As with many new employees at AMR, I first joined the company as a Medical Review Coordinator. My job consisted primarily of verifying clinical information and finding physician reviewers in our nationwide network to perform peer reviews. Though some might find this sort of work mundane, I found it exciting. There were so many variations in the cases I worked and that gave me a deeper understanding about the nuances of patient care.
Through my interactions with physician reviewers, I learned about trending medications for particular diagnoses and all sorts of interesting details about the newest medical procedures. Sometimes a client would share something in passing that they thought was unimportant, but to me, it was actually very important information that could significantly impact how a case should be handled. I found so much value in working on these cases and being able to “care for the patients” by helping coordinate the best peer review possible with all the knowledge I had gained. Yes, working for an Independent Review Organization (IRO) like AMR did not feel like a typical job in healthcare, but the work I did still felt rewarding and important.
Making a direct difference
In my current role as Operations Manager for AMR, my goal is to help improve quality in patient and managed care. I recently had the opportunity to work on a complex case with a tight deadline. The patient at the center of the case was scheduled to have an amputation in only a few days.

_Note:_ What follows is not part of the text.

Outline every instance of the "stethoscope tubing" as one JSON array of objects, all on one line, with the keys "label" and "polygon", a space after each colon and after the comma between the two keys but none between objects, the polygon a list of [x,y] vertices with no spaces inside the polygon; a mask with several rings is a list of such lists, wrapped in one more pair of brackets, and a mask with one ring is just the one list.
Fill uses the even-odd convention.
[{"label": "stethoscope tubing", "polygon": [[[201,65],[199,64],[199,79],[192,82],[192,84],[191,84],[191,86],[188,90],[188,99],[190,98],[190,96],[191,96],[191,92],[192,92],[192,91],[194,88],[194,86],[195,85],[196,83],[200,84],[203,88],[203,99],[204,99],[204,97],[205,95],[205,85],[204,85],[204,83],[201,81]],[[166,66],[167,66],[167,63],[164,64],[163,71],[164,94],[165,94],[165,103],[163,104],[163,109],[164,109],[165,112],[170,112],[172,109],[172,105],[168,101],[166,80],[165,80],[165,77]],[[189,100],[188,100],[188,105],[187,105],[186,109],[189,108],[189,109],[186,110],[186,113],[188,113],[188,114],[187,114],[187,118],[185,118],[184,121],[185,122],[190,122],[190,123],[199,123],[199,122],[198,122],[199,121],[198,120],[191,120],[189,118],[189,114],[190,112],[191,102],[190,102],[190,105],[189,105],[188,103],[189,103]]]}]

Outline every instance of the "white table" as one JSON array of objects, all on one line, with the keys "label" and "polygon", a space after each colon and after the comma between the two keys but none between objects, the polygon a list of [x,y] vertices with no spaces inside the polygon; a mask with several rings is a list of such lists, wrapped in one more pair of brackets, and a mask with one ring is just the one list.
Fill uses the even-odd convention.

The crucial question was whether or not hyperbaric oxygen therapy, a less invasive alternative to amputation, was medically necessary. Once the case passed through our quality assurance process, the physician reviewer informed the health plan that the patient did not need to have the amputation, at least not until first trying other less invasive and appropriate treatment options.
It is while working on cases like this that I see firsthand how my work impacts patients’ lives. It’s what the utilization management (UM) process is all about – ensuring patients receive appropriate care. Even though the UM process has been around for many years, IROs like AMR help ensure the process is being continually improved through new technologies and policies driving patient-centered care.
Leading by doing
It is important to me that our employees find value in the work they do at AMR. At times this can be difficult, especially considering that many of our employees have never heard of an IRO when they first come through the door. Nonetheless, I strive to provide our team with enough information and experiences to help them discover why this type of work is so important to the larger healthcare industry.
I’ve found being an effective leader is achieved not only by what you say but also by what you do. For this reason, it is important to make sure our team members are very comfortable calling me when they need assistance, and that they know I am always happy to offer guidance, or talk through an issue no matter how complicated it might seem. In my role, I am always learning something, whether it’s new information or a different perspective on a familiar situation, and it is all to the benefit of my team as a whole.
Finding meaning in my work and learning something new every day is a strong motivation for me, and I want to instill that in others. I want the next generation of AMR employees to feel as passionate about our work as I do. I believe that everyone who comes through the door can offer a unique experience or skill set to provide value to AMR and the UM process as a whole.